What happened to Akihabara? A veritable wasteland for ramen in the past, suddenly it seems like every shop I hit there is a winner. The otaku, with their voracious appetite for cute girls in high school uniforms (2-D of course), as well as an equal appetite for grease and carbs . . . could they be developing a taste for variety?
Finding Tsumugi was tough. Be sure to go out the Showa-dori exit (昭和通り口) and you will be headed in the right direction. Akihabara is shiny and confusing. I spent a few minutes on the wrong side, until a nice girl in a maid outfit pointed me in the right direction.
The shop is in a basement of a bank building, by the way.
Tsumugi's best point are the noodles.
さぬきの夢, the dream of Sanuki, can be seen throughout the shop.
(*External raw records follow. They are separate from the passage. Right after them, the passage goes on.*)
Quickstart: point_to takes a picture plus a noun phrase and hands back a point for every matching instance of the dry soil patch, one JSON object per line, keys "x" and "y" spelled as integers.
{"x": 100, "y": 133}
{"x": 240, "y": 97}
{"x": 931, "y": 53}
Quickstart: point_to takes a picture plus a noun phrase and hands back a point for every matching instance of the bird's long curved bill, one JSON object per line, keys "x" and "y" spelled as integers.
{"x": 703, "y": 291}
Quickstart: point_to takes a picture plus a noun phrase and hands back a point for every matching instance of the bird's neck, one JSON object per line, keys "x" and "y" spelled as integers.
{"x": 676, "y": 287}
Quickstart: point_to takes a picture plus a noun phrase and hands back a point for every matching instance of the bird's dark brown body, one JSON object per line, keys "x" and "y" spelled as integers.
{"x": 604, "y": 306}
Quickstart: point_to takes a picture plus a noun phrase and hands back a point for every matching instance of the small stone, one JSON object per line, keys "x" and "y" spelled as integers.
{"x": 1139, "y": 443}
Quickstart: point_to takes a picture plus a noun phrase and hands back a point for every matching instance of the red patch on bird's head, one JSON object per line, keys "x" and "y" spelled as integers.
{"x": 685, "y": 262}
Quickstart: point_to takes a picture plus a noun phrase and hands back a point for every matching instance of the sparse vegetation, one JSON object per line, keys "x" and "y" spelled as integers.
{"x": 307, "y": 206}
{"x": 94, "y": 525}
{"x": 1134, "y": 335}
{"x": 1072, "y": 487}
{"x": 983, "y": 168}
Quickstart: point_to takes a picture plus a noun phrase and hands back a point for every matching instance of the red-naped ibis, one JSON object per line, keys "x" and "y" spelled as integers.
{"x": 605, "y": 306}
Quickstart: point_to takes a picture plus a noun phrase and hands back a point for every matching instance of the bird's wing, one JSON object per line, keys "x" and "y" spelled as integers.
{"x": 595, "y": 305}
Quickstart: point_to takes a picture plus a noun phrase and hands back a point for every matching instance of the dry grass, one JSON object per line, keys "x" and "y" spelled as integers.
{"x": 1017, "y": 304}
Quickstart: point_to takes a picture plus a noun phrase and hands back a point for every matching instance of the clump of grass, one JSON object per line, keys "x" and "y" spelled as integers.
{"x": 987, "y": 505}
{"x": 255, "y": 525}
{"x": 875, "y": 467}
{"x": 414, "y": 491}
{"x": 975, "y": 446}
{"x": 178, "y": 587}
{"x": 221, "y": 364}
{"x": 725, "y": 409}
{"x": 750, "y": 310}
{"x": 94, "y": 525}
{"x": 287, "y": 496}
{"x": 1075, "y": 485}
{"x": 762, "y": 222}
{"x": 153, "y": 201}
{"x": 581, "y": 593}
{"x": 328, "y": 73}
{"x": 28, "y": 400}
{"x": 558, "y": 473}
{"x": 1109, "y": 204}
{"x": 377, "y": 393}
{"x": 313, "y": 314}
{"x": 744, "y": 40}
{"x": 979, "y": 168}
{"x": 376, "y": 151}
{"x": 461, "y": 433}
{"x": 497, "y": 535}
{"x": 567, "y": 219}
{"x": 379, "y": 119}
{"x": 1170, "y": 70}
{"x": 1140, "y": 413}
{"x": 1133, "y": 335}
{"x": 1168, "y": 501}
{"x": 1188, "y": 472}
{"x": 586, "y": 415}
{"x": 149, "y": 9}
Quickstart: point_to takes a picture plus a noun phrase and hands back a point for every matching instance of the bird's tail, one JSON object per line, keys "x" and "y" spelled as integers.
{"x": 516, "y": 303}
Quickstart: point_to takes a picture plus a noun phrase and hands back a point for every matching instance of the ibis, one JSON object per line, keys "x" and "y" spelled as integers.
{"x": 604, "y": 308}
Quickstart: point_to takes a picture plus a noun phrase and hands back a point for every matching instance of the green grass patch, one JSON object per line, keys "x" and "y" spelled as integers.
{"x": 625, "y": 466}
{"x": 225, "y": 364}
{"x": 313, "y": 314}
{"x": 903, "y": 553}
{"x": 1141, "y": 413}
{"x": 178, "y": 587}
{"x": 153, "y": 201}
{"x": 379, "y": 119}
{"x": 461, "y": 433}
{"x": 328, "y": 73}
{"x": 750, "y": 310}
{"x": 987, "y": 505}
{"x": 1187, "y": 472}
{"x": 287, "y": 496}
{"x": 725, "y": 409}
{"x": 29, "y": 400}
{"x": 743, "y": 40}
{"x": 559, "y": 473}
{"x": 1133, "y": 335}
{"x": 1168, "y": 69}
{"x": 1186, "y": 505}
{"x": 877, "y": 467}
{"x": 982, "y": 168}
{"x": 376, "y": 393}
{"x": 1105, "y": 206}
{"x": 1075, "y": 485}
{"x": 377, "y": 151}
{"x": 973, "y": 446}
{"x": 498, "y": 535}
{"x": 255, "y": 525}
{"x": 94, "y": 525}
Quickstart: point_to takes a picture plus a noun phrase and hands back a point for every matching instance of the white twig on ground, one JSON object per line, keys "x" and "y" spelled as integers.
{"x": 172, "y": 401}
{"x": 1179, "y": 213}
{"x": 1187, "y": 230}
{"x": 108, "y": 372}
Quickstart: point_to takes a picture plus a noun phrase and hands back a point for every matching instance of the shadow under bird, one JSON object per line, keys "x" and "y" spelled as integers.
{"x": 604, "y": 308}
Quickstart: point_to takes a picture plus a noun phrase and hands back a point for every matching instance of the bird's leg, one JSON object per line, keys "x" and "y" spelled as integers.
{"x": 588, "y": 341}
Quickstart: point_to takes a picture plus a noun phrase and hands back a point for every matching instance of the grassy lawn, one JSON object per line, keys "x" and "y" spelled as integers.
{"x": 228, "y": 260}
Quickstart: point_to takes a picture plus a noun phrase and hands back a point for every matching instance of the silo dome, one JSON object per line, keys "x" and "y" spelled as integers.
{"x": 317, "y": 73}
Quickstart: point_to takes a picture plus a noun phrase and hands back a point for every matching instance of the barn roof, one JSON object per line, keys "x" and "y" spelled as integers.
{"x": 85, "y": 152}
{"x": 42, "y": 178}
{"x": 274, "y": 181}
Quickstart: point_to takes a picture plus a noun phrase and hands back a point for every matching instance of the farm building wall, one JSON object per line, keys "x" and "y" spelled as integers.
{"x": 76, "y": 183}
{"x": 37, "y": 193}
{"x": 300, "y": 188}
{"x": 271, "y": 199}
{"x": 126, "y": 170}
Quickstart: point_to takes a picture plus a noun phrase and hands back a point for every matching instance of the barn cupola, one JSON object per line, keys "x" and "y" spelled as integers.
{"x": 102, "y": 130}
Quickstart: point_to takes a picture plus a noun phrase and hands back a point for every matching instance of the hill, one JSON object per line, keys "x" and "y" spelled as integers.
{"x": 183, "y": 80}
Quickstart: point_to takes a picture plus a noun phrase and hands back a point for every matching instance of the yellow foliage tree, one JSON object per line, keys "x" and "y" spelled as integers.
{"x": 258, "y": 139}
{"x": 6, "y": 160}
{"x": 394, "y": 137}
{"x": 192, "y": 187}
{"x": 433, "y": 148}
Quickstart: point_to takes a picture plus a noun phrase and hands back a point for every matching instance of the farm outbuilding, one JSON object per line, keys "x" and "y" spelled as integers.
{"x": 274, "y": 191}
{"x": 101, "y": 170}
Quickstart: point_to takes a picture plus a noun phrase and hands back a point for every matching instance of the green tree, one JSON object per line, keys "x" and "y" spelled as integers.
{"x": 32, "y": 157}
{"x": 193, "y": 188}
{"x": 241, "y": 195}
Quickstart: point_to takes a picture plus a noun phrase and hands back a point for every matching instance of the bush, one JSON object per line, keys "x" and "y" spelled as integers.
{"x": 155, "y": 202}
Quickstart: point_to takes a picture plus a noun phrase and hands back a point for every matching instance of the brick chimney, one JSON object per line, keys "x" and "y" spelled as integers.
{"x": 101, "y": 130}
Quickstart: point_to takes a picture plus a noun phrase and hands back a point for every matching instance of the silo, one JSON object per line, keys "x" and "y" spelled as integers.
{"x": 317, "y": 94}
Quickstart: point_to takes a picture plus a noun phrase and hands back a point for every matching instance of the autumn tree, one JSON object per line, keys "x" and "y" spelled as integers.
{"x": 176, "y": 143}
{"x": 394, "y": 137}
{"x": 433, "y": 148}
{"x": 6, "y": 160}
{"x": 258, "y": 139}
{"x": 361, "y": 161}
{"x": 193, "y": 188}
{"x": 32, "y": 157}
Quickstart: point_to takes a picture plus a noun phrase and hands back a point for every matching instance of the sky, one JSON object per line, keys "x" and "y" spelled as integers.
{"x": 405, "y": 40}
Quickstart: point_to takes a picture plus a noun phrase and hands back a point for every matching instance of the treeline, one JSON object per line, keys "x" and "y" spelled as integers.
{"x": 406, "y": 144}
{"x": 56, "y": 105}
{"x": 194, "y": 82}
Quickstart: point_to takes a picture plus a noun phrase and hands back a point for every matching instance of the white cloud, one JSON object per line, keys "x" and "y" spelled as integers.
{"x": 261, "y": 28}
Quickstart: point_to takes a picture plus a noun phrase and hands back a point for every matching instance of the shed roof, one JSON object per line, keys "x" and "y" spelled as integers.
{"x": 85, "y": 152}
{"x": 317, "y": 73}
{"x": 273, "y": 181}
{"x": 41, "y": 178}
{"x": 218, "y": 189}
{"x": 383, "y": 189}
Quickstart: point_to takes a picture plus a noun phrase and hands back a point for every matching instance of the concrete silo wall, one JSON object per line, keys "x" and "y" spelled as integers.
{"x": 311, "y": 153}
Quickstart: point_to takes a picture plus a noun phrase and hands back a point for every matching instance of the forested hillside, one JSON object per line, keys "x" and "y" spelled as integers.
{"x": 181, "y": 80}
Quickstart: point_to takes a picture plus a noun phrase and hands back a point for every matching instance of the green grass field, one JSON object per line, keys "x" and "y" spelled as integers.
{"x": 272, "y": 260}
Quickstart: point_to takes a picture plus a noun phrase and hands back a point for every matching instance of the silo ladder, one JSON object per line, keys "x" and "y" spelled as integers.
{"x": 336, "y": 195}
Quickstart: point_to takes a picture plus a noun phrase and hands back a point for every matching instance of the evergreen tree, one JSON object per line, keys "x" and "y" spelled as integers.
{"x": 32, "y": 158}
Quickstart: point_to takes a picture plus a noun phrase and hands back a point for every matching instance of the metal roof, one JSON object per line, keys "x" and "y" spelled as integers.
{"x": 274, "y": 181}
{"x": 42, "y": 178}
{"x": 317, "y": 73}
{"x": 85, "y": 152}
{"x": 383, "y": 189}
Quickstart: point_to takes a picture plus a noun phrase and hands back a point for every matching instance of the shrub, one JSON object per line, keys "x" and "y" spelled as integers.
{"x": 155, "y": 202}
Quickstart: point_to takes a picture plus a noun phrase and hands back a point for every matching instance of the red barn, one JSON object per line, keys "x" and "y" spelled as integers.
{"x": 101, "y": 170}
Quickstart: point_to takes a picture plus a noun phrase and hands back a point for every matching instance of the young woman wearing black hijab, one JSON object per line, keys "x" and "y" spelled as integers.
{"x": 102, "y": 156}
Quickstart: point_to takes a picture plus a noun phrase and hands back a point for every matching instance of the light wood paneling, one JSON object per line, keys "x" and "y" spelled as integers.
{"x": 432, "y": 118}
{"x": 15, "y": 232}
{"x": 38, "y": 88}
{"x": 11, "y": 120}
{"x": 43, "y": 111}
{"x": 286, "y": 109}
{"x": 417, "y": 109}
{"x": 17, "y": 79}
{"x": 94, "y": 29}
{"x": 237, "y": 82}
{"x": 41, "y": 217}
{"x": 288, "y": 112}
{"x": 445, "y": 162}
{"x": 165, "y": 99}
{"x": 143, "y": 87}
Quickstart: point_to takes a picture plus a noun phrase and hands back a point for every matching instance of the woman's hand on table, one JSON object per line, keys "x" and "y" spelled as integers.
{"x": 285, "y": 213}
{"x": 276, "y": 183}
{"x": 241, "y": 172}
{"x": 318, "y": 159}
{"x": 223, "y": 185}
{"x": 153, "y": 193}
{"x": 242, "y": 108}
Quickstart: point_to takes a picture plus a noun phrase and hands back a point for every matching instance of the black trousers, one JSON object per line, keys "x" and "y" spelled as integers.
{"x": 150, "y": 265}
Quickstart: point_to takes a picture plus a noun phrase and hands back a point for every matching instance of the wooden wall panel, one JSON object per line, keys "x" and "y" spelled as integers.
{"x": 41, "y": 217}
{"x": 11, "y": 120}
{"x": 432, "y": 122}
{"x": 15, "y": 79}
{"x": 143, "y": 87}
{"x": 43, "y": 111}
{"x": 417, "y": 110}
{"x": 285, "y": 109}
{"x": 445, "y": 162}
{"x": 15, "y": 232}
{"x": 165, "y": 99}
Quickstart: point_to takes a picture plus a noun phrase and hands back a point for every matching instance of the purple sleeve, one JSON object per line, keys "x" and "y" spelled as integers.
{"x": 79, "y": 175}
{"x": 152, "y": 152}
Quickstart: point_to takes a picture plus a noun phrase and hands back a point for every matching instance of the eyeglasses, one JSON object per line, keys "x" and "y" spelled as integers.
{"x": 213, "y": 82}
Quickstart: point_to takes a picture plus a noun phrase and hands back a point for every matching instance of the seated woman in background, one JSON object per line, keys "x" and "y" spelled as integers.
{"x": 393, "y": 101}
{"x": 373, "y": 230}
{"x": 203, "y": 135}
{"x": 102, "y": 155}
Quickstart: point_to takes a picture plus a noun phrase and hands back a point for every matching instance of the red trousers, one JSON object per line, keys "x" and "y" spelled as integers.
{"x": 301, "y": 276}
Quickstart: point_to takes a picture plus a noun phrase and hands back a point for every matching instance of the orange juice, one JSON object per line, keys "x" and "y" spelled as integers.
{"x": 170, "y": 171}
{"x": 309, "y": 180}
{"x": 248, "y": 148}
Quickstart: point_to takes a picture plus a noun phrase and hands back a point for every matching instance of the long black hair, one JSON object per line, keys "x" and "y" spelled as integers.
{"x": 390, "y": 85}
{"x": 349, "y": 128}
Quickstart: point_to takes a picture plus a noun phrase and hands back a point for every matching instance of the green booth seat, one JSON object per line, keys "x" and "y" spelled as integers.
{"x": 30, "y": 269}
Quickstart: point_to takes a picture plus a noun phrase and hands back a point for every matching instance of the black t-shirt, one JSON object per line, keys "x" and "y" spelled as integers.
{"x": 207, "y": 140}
Turns out that those excellent noodles are 100% Sanuki flour.
Sanuki, referring to the old name of Kagawa Prefecture, is home to some of the best wheat in Japan. The relatively mild climate along the Seto inland sea is ideal for the production, and the local cuisine reflects this. Of course, 99.9% of Sanuki flour goes into making Sanuki udon.
If you have never had really good udon from Shikoku, you are missing out.
The rest of the bowl works for me. You have 3 choices, the shoyu, the shio, and the tsumugi. The tsumugi is a bit on the sweet and spicy side. Sweet from the abundance of sliced spring onion, and spicy from the addition of both spicy rayu and flavorful sesame oil. Needless to say, there are a lot of flavors for the noodles to grab on to.